Street in Liverpool, England

Church Street is a street in Liverpool, England, lying between Bold Street to the east and Lord Street to the west. It is the main shopping area of Liverpool and takes its name from a church formerly situated on the road. The area behind the shops on the south side of Church Street is now part of the Liverpool One shopping complex, which opened in October 2008 after the redevelopment of a large part of the L1 postcode area (hence the name).

==Notable buildings==
The side streets to the north of Church Street lead to Williamson Square, while the Grade I listed Bluecoat Chambers—the oldest surviving building in Liverpool—is to the south along Church Alley.
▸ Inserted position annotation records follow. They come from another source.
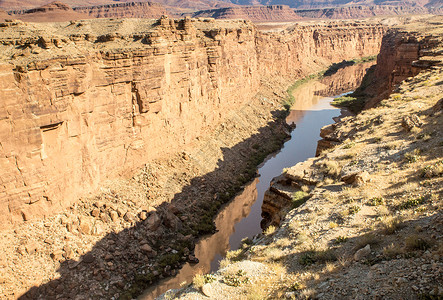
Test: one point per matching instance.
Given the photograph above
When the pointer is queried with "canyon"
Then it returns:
(120, 135)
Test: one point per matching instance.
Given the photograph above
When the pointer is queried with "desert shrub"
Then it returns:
(317, 256)
(236, 279)
(433, 170)
(366, 239)
(413, 156)
(200, 280)
(392, 251)
(298, 198)
(340, 239)
(331, 168)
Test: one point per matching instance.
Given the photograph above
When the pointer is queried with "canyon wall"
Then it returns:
(253, 13)
(402, 55)
(99, 98)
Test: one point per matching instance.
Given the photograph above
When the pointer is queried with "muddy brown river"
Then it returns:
(241, 217)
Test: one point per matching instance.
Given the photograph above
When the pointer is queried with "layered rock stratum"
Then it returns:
(364, 219)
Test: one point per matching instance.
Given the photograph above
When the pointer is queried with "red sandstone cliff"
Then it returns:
(97, 99)
(148, 10)
(253, 13)
(402, 55)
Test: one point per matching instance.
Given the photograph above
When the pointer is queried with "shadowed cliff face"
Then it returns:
(114, 94)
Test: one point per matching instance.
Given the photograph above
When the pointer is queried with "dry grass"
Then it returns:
(270, 230)
(390, 224)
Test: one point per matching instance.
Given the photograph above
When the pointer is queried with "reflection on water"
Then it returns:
(242, 216)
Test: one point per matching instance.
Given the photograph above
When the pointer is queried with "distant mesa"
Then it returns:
(253, 13)
(149, 10)
(59, 12)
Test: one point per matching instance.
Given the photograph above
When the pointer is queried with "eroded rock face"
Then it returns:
(95, 100)
(253, 13)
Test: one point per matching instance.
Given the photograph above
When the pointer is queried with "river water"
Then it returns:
(241, 217)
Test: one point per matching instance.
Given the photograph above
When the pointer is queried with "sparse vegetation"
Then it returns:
(298, 198)
(236, 279)
(317, 256)
(340, 239)
(412, 157)
(375, 201)
(391, 224)
(331, 168)
(412, 202)
(199, 280)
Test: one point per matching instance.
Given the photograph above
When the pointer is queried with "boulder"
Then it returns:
(362, 253)
(409, 122)
(357, 178)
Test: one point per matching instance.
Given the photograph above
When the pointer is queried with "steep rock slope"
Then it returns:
(178, 104)
(355, 12)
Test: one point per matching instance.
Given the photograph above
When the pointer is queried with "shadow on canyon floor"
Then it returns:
(156, 247)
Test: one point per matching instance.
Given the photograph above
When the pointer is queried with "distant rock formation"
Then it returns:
(353, 12)
(253, 13)
(53, 12)
(58, 12)
(124, 10)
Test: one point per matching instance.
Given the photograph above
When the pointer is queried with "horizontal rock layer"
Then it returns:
(98, 99)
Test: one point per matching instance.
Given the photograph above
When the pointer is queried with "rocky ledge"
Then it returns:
(362, 220)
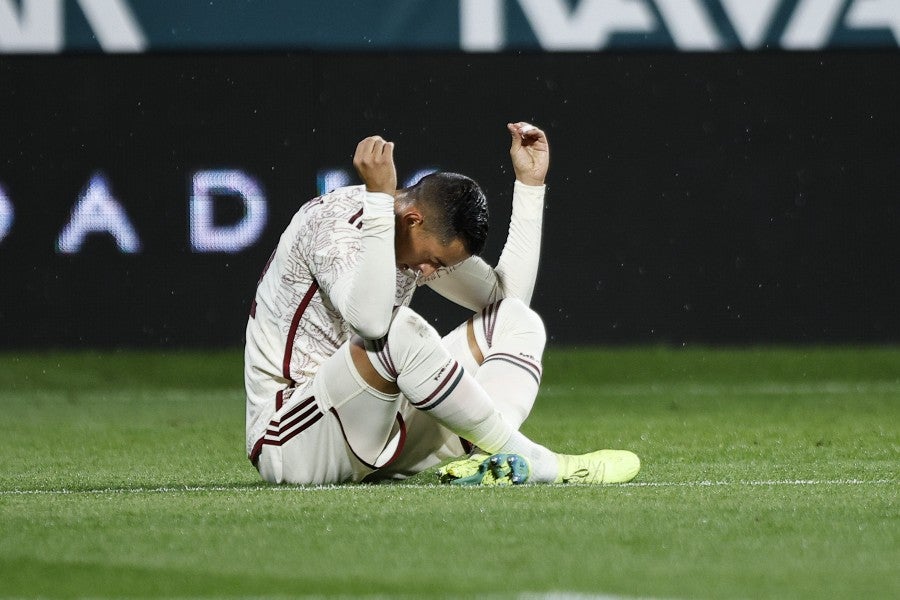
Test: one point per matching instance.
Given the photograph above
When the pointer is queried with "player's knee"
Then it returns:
(515, 318)
(409, 331)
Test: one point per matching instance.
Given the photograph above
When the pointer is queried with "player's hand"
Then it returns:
(374, 161)
(530, 153)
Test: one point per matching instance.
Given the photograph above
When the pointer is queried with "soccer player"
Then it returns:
(344, 382)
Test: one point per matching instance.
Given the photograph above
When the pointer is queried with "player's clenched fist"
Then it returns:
(374, 161)
(530, 152)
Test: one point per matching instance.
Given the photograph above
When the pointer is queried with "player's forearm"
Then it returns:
(518, 265)
(368, 299)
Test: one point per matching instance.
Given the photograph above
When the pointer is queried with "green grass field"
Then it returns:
(768, 473)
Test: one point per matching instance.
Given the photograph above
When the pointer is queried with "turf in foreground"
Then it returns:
(767, 473)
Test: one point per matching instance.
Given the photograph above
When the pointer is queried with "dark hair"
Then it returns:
(457, 207)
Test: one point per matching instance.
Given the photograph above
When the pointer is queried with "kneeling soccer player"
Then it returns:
(345, 382)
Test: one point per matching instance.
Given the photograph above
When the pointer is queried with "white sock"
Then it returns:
(435, 382)
(511, 338)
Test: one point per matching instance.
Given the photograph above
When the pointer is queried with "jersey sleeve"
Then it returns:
(355, 266)
(474, 284)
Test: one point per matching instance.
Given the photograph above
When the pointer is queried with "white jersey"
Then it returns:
(294, 323)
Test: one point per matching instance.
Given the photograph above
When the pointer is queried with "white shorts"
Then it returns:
(391, 440)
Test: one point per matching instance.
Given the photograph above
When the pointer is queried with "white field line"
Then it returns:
(363, 488)
(708, 389)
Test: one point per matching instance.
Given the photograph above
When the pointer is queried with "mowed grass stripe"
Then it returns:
(352, 488)
(767, 474)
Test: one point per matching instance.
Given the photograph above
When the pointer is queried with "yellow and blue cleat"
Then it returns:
(602, 466)
(480, 469)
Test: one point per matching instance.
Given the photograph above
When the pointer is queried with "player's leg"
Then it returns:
(512, 337)
(304, 445)
(413, 359)
(503, 346)
(506, 341)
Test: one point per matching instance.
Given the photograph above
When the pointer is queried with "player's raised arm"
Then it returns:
(366, 299)
(474, 283)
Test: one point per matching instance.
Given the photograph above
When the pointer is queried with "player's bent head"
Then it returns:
(456, 206)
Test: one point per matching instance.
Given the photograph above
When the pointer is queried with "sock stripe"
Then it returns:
(489, 320)
(434, 399)
(384, 357)
(529, 367)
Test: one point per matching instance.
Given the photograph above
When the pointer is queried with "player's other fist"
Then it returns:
(374, 161)
(530, 152)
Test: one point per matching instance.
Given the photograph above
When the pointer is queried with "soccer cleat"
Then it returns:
(602, 466)
(479, 469)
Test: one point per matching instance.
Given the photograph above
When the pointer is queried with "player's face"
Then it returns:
(419, 250)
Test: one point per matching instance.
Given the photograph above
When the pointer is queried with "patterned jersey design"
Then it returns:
(294, 326)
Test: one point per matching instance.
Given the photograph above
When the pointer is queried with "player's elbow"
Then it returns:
(373, 326)
(370, 331)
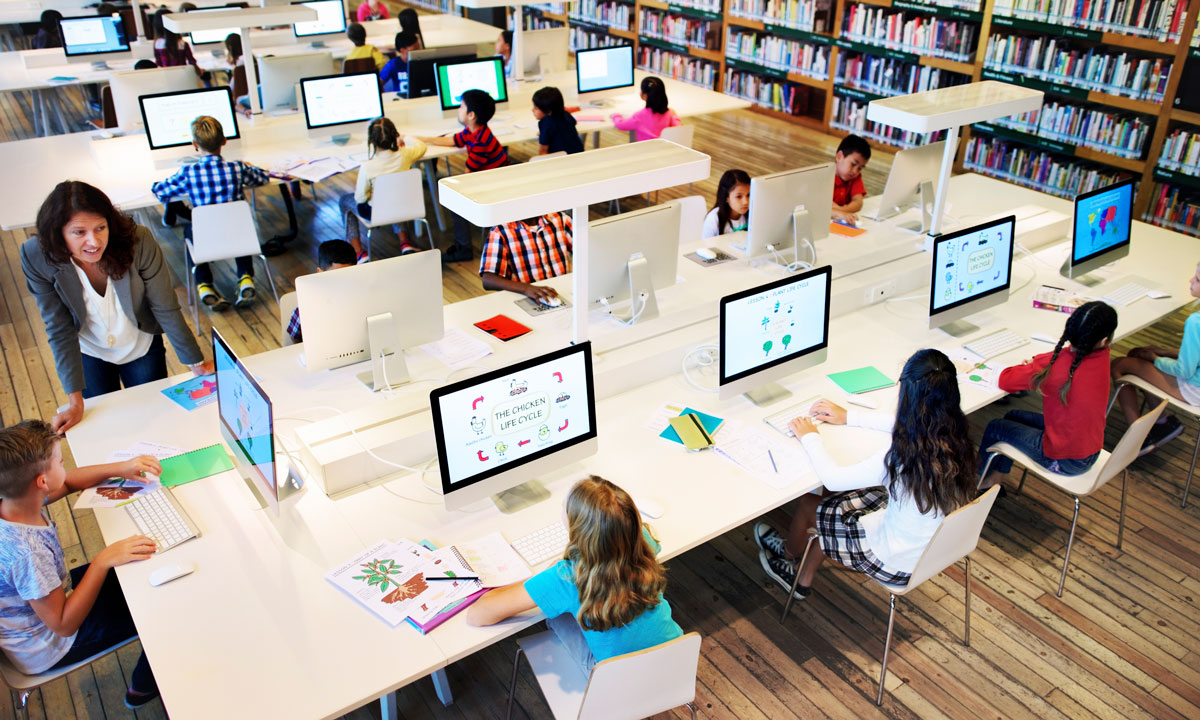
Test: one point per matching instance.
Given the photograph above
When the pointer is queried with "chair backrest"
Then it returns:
(223, 231)
(679, 135)
(397, 197)
(287, 306)
(643, 683)
(954, 539)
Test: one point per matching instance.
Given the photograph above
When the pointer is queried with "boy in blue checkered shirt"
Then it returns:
(208, 181)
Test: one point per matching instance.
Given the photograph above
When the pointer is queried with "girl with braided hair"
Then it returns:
(1073, 381)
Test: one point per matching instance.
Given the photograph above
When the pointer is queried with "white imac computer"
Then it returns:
(604, 72)
(631, 256)
(545, 51)
(455, 77)
(129, 85)
(280, 75)
(247, 427)
(336, 105)
(389, 300)
(972, 270)
(772, 331)
(913, 179)
(787, 210)
(330, 21)
(94, 40)
(498, 430)
(1102, 228)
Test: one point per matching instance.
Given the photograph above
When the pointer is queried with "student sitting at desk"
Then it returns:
(883, 510)
(605, 597)
(517, 255)
(41, 625)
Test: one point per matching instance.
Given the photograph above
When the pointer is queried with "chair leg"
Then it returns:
(1071, 540)
(887, 648)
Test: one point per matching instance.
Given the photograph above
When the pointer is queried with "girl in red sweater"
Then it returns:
(1073, 381)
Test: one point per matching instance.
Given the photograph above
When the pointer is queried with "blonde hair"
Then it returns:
(616, 570)
(208, 135)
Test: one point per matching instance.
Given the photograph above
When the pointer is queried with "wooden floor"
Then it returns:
(1122, 642)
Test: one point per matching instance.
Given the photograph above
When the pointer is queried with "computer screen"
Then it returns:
(514, 415)
(774, 323)
(330, 18)
(341, 99)
(168, 115)
(604, 69)
(457, 77)
(1103, 221)
(245, 412)
(971, 264)
(93, 36)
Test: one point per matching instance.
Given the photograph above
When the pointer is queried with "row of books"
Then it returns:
(681, 67)
(1059, 60)
(886, 76)
(1101, 129)
(1159, 19)
(911, 31)
(678, 29)
(778, 53)
(1036, 168)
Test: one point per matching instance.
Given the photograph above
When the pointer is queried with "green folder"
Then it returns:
(863, 379)
(192, 466)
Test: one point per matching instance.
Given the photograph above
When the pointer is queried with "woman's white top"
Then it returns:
(897, 534)
(108, 331)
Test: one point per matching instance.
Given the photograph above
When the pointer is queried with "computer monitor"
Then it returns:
(94, 39)
(372, 311)
(498, 430)
(601, 71)
(545, 51)
(455, 77)
(772, 331)
(330, 21)
(1102, 229)
(336, 103)
(972, 270)
(280, 75)
(423, 82)
(630, 256)
(790, 210)
(131, 84)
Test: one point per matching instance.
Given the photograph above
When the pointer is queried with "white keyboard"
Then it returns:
(160, 516)
(541, 545)
(997, 343)
(1126, 294)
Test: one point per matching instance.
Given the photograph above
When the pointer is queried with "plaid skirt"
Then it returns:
(844, 539)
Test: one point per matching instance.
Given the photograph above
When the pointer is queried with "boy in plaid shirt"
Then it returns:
(209, 181)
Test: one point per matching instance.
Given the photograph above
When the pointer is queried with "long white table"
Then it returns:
(257, 618)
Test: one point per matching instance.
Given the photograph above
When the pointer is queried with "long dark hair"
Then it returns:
(730, 179)
(71, 197)
(931, 455)
(1090, 327)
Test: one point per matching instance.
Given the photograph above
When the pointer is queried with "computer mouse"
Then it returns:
(168, 573)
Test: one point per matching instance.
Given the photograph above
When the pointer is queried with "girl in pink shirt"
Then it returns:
(648, 123)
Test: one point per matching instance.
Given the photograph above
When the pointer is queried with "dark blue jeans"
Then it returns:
(1024, 430)
(101, 376)
(107, 624)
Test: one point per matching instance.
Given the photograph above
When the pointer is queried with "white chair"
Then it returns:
(287, 306)
(1179, 405)
(395, 198)
(954, 540)
(222, 232)
(633, 685)
(1107, 467)
(21, 685)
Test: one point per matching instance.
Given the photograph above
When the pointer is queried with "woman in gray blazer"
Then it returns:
(106, 297)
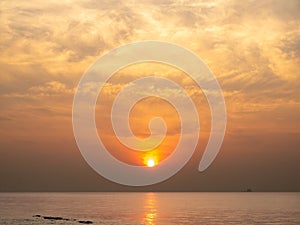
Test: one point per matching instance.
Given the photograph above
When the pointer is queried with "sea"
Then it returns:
(150, 208)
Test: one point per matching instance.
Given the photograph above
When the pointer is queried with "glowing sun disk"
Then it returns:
(150, 162)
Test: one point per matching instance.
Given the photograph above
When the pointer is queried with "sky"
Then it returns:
(252, 47)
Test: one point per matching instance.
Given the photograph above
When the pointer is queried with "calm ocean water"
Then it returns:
(150, 208)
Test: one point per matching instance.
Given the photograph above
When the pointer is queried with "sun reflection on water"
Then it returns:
(150, 209)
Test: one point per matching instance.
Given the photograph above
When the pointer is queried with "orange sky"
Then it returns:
(252, 47)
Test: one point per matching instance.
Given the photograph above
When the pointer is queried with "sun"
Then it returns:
(150, 162)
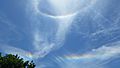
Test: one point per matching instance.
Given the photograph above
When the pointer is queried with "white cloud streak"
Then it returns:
(97, 58)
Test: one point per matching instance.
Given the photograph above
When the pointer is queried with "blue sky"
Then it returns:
(62, 33)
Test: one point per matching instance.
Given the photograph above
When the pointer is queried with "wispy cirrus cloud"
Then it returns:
(96, 58)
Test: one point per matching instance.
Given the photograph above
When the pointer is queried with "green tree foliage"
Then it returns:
(14, 61)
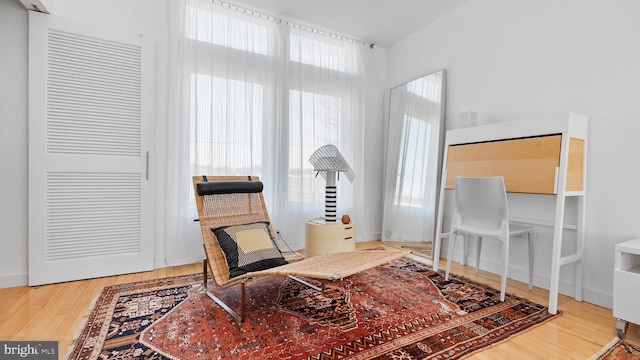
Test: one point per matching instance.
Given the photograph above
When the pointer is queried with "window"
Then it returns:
(264, 95)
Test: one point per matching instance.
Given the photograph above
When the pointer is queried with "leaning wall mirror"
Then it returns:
(414, 155)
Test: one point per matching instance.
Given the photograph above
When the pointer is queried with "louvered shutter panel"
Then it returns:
(91, 202)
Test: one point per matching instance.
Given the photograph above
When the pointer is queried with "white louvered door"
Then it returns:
(90, 107)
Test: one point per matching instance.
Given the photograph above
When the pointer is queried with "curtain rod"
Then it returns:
(292, 24)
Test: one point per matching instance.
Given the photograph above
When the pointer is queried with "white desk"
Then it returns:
(545, 155)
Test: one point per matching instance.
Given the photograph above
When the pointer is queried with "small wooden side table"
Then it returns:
(322, 237)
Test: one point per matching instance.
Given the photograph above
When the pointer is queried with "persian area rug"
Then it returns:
(402, 310)
(617, 349)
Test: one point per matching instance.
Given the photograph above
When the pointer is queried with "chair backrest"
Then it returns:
(227, 201)
(481, 201)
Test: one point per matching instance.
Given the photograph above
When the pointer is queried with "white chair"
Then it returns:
(481, 210)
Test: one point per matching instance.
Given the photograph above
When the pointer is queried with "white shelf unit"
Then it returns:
(626, 285)
(568, 181)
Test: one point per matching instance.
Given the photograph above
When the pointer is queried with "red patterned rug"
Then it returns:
(403, 310)
(618, 349)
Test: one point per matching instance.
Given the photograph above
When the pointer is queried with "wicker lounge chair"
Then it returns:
(230, 208)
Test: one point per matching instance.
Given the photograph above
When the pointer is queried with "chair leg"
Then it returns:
(452, 241)
(205, 265)
(505, 267)
(463, 261)
(478, 249)
(530, 243)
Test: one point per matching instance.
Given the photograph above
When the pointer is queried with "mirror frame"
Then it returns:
(391, 174)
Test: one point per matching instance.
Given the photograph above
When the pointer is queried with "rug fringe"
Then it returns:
(83, 323)
(605, 348)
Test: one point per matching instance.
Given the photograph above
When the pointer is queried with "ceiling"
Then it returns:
(381, 22)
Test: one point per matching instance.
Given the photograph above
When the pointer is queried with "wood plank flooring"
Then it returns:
(56, 312)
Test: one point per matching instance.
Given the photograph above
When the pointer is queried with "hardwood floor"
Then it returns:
(56, 312)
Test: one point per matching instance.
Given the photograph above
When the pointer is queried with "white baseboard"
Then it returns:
(589, 295)
(14, 280)
(369, 237)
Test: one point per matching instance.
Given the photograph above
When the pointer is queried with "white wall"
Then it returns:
(148, 17)
(513, 59)
(13, 143)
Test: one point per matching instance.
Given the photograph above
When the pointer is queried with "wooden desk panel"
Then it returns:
(527, 165)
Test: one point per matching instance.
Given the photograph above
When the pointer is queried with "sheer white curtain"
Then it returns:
(250, 95)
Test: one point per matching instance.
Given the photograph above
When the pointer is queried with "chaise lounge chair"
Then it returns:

The Liverpool Athenaeum, an institution founded in the 18th century, is also on Church Alley. The street was once home to St Peter's Church, which was erected in 1700 and demolished in 1922. The Anglican Church then sold the land to Liverpool Corporation in order to fund the building of Liverpool Cathedral. One of the former entrances to the church is commemorated by a brass cross embedded in the pavement outside Keys Court, which is made with metal melted-down from the church's altar rails.

==History==
The street was once cut off from Lord Street by the Pool, a natural creek of salt water which the city took its name from. Church Street was cut off from Lord Street up until 1709 when the pool was closed up. Up until then, the street could only be accessed from Lord Street via a bridge.

Despite its muddy state, the street had no paving until 1760 and was not flagged until 1816. Gas street lighting was installed in 1824.